The only acceptable forms of communication for Link are hiiiiyah, break jar, and journalism

8:55 PM EST on November 7, 2023

Nintendo

Nintendo has officially announced that a live-action Legend of Zelda movie is in the works. It’s being directed by the guy who made the Maze Runner movies, which I had not heard of until today. Shigeru Miyamoto and Marvel Studios founder Avi Arad are producing. Sony, of all companies, is also involved. That’s all fine. But one thing must not happen, no matter who holds the puppet or purse strings: Link cannot be allowed to speak.

Link is not a talker – and he never has been. (Do not mention Wand of Gamelon around me; it’s not real.) Link is a yelper, a breaker of pots, and an accomplished journalist, sure, but spoken words are not his forte. As far as I’m concerned, that rules! Link is a twink of action. He communicates with his deeds. If somebody tells him that their village halfway across the world has been overrun by ruffians, Link just goes off on a days-long journey, blasts the ruffians to smithereens with his comically OP Zonai cannon spear, rebuilds the entire village, and then walks all the way back to shock his new acquaintance by wordlessly conveying that the job’s done – effectively leaving them speechless. Who needs to talk when you can do that?

If the creatives behind the Zelda movie want, they could easily make Link canonically unable to speak or have him communicate via sign language or something to that effect, a unique and potentially interesting spin on the character. Failing that, Aftermath’s own Luke Plunkett – who once wrote an outline for a Zelda movie and even created art for it, but who somehow does not believe there’s a blog in that – has some suggestions as to how Link could never speak to the audience while still talking to other characters:

That would be funny! And it would fit the family friendly vibe Nintendo is likely going for. Kids and adults would both get a kick out of these sorts of scenes.

There’s also the simple matter that Link is not – and never has been – the main attraction in Legend of Zelda. He’s surrounded by an assortment of oddballs, weirdos, and whatever secret third sort of strange Tingle is, as well as giant rock men and hot fish men. And Zelda herself, who always gets sidelined despite being vastly more interesting than Link! Those characters will steal the show no matter what, so why not just give them the spotlight to begin with? On top of all that, the world of Hyrule is always the main character in this series, more so than ever in recent entries. Losing sight of that would be folly, a waste of potential. 

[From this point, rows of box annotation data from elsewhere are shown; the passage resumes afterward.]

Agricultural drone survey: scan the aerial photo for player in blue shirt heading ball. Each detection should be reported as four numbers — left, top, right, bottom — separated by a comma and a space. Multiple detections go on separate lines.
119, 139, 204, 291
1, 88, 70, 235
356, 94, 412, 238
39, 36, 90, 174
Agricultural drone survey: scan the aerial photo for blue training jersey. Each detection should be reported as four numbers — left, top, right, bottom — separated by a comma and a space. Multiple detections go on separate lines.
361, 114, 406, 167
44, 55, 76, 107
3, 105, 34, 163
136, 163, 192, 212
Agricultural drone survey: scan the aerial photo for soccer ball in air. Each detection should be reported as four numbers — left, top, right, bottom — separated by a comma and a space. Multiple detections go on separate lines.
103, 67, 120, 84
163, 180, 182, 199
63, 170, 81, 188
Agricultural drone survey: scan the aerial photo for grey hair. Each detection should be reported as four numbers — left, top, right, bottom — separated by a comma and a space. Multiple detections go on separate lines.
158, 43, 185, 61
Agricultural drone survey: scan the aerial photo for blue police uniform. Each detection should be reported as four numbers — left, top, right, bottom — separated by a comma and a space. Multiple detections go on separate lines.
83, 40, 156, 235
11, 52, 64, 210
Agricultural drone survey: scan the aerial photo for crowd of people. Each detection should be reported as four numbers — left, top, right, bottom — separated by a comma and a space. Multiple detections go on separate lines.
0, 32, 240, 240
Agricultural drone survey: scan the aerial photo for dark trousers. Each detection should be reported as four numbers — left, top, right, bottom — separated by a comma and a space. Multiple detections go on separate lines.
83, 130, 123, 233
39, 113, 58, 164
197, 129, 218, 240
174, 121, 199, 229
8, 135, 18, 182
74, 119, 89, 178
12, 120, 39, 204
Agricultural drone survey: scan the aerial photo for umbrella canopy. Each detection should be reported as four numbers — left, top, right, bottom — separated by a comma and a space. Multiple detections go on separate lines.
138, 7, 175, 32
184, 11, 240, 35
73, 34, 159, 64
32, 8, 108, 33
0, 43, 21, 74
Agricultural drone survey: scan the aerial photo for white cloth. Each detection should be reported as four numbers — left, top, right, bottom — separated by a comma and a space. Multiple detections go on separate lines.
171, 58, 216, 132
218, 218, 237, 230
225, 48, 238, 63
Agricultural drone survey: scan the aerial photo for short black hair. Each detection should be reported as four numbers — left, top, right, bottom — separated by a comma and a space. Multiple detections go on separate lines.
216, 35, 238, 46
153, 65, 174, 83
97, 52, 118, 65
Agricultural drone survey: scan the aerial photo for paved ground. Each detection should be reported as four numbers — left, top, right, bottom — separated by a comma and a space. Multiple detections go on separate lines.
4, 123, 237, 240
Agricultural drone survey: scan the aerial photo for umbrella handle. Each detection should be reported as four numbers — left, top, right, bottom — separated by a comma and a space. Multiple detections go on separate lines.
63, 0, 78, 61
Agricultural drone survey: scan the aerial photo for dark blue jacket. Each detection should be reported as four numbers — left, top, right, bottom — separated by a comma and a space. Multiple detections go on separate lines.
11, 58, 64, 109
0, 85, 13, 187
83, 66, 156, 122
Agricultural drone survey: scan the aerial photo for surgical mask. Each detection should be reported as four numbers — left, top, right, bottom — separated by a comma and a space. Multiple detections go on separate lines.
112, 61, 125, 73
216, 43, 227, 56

Look, we’ve been here before: Mario should not have been a fully voiced character in the Mario movie. Some “wahoos” and the occasional “here we go” would have been fine, but does anyone feel like Chris Pratt’s performance added much to what was otherwise a perfectly serviceable – but not particularly memorable – adaptation of another series starring a hero who speaks with his actions? This is the strength of Nintendo characters! It is part of their timeless quality! Don’t fuck it up (again), Nintendo.